About future blog posts, can I suggest one? What about this: The best "Czech Food" in Prague. Like everyone else I get a stream of out-of-town visitors whose only wish it seems is to eat "real Czech food." I have nothing against Czech food, I just can't find anything good in Prague (that isn't too touristy, overrated, or overpriced). Maybe a "top 5" or "top 10" Czech places would be a good reader service.

One last thing .. just ignore the "why don't you speak Czech?" spam you get from time to time. This springs from some dark, deep expat self-loathing and has nothing to do with Czech language or anything else. The guys sending you these are the ones sitting around in their Pankrac panelaks smoking Petras and thinking they are having an "authentic Czech experience ..." If they weren't interested in what you have to say, they wouldn't be reading your blog!

Best wishes and keep it going!

Brewsta said...

Thanks for your comments.

I just can't agree about Evan Rail. I thought he wasted so much space with his ego-driven efforts. His writing fairly well shouted "Look at me! I am not merely reviewing this food. I am an auteur. You may kiss the ring."

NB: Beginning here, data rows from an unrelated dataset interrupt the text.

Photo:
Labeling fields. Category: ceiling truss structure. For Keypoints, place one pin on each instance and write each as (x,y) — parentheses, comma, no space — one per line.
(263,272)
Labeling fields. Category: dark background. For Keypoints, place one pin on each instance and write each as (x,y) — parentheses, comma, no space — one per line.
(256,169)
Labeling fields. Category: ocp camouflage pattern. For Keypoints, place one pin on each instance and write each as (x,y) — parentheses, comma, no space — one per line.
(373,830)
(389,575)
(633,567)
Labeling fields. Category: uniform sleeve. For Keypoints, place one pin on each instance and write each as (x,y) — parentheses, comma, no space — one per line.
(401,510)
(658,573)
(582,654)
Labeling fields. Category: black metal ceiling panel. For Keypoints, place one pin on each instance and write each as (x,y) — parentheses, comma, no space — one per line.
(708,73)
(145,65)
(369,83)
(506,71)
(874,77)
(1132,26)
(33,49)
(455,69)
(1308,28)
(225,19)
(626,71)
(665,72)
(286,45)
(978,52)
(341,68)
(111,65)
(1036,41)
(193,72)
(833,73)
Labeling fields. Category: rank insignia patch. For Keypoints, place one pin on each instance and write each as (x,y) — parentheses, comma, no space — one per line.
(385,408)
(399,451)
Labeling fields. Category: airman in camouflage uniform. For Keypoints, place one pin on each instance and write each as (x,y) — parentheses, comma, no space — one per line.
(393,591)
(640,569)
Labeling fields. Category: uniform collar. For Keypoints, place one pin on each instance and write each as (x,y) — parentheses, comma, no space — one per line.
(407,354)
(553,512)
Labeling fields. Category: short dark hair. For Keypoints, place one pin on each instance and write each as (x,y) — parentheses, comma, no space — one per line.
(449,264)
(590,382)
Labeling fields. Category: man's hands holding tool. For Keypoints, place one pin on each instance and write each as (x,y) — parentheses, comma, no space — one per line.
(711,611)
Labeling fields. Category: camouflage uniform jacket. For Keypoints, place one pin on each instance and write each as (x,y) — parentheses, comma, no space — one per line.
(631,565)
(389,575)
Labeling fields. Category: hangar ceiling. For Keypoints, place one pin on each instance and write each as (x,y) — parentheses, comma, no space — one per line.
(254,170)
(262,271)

Perhaps, I am too easy on Dave Faries. But as I said, the bar was set pretty low and I want to give him a chance. And supress my harsher side.

Anonymous said...

Hope he's not insulted I called him "David" here ... just goes to show I don't pay as much attention to the column these days as I used to.

What about this aspect of the PP: they are now dating their reviews in the weekly restaurant listings, and many of those reviews are from '02 and '03 ... Restaurants in Prague are not consistent from week to week. How can a review that's 5 years old in some cases have anything remotely to do with how that place is now. Honestly, I don't think a review that's more than a year old should still be sitting there (judging by the fact that this is a weekly newspaper). Just my two cents. I would write to Dave again to say something, but I think he would just think I'm an endless kvetcher.

Brewsta said...

You're right, of course. But it's also a Catch-22. No easy solution there.

Anonymous said...

U Kastelana, Kotlarska 51, Brno. It could cheer you up.

Brewsta said...

Much appreciated

Anonymous said...

U Kastalana can definitely cheer you up if you love quality and don't mind paying for it. Note, I said quality, not quantity. I'll ditto your evaluation of "Nebeský Mlýn." And if you REALLY want to experience indifference by their waiters, lets hope your not there when a larger dining party arrives that looks like they might be flush with koruna. :(
In addition to U Kastalana, I've had great experience with a remote restaurant in Vranov u Brne. It's the Restaurace/Penzion GALLUS.

Brewsta said...

Thanks for the info. My long-time favorite in Brno has been Brabander. They've also opened a second location, which I haven't tried yet.

Robin said...

A few years ago a group of Eramus exchange students had dinner in Nebesky Mlyn. They were right royally stiffed on the bill, which often happens here. They had been drinking bottles of wine that they believe were from the bottom end of the price scale. In fact the waiters had changed the wine halfway through the meal - without checking with the diners.

When they challenged the waiters, claiming that they had been drinking the 290Kc wine and not the 800Kc wine - the waiters accused them of lying. the altercation carried on for a while and the group were the last of the diners to leave. - they would not back down on their conviction that they had not drunk the more expensive wine. - at this point the waiters brought the rubbish bins into the restaurant and proceded to empty the bins in front of the diners to prove that they had drunk the more expensive wine!!!1

Anonymous said...

I went there once. That was four years ago. A drink came fairly quickly but then I waited over 20 minutes to have my order taken. When the waiter did deign to ask me if I wanted to order, i just asked for the bill and left. I will never ever go there again. I do live in Brno, so they certainly lost a potential customer.

Anonymous said...

Yes, Mlyn used to be decent but has gone so far downhill that I know not a single person that appreciates it. Raw lamb and sweetened soup with ketchup is unforgivably poor cooking. The cook has gotten even fatter and seems not to care about his preperation. Fail.